Charitable Remainder Trusts (CRT’s)
Charitable remainder trusts allow you to place almost any asset into a trust, while providing income to yourself and others. The income can continue for the lives of the beneficiaries you designate, for a fixed period of time (not to exceed 20 years), or for a combination of both. When the terms of the trust end, the remaining assets are added to the Belen endowment. Usually, highly appreciated assets, such as real estate or securities, are transferred to the trust, avoiding current capital gains tax. Trust assets are then usually sold and reinvested in different asset classes that provide the needed cash flow to meet the income payout requirements. There are two basic types of payouts: one that is a fixed (annuity) payment; and one that is a stated percentage of the trust assets value as evaluated annually (resulting in variable payments). You will receive a charitable contribution income tax deduction based on your life expectancy, payout rate chosen, and current interest rates. Additionally, you may reduce your estate taxes liability, or may actually increase your income on low yielding assets.
Charitable Lead Trusts (CLT’s)
A charitable lead trust is essentially the opposite of a charitable remainder trust. The income from a lead trust is used to pay a fixed amount annually to Belen Jesuit (instead of you or a designee), and when the trust terminates, the assets are distributed back to you or your heirs. In effect, this is a way to let Belen borrow the asset, receive the income for a stated period, and then give back the asset to your heirs. You receive a charitable income tax deduction in the year of the gift, or the trust can receive charitable income tax deductions annually. Eventually, the balance of the assets (with any appreciation) pass to your children or descendants with a considerable estate and gift tax savings.
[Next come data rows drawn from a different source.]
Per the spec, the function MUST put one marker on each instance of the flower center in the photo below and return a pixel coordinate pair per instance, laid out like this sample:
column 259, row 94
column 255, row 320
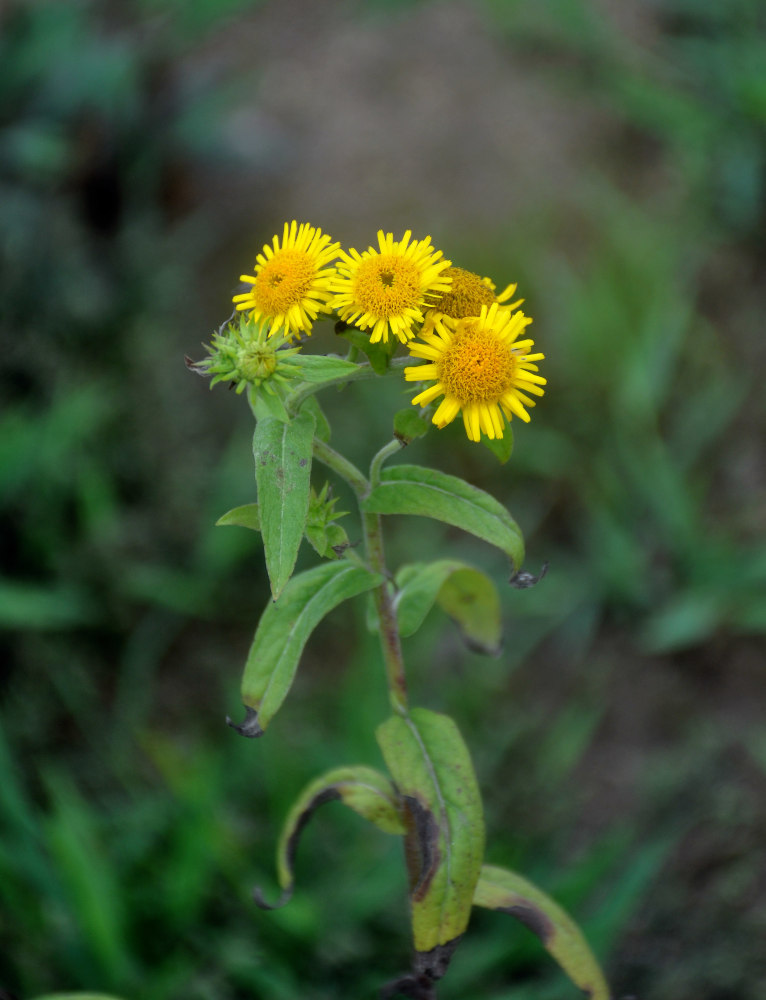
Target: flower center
column 386, row 285
column 466, row 296
column 283, row 281
column 477, row 367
This type of trust is an excellent way to avoid income tax charitable deduction limitations.
Quite often, individuals find that they have more life insurance than they really need. For example, their children may be grown, and life insurance that was intended to provide education funds is no longer needed. A gift of a life insurance policy, one that is paid up, or one with premiums still due, makes a very good charitable gift. This gift can easily be made by naming Belen Jesuit Preparatory School as both the beneficiary and owner of the policy. Normally, your charitable deduction will be approximately the cash value of the insurance policy at the time of the gift. Some donors even purchase a new policy to give to the school.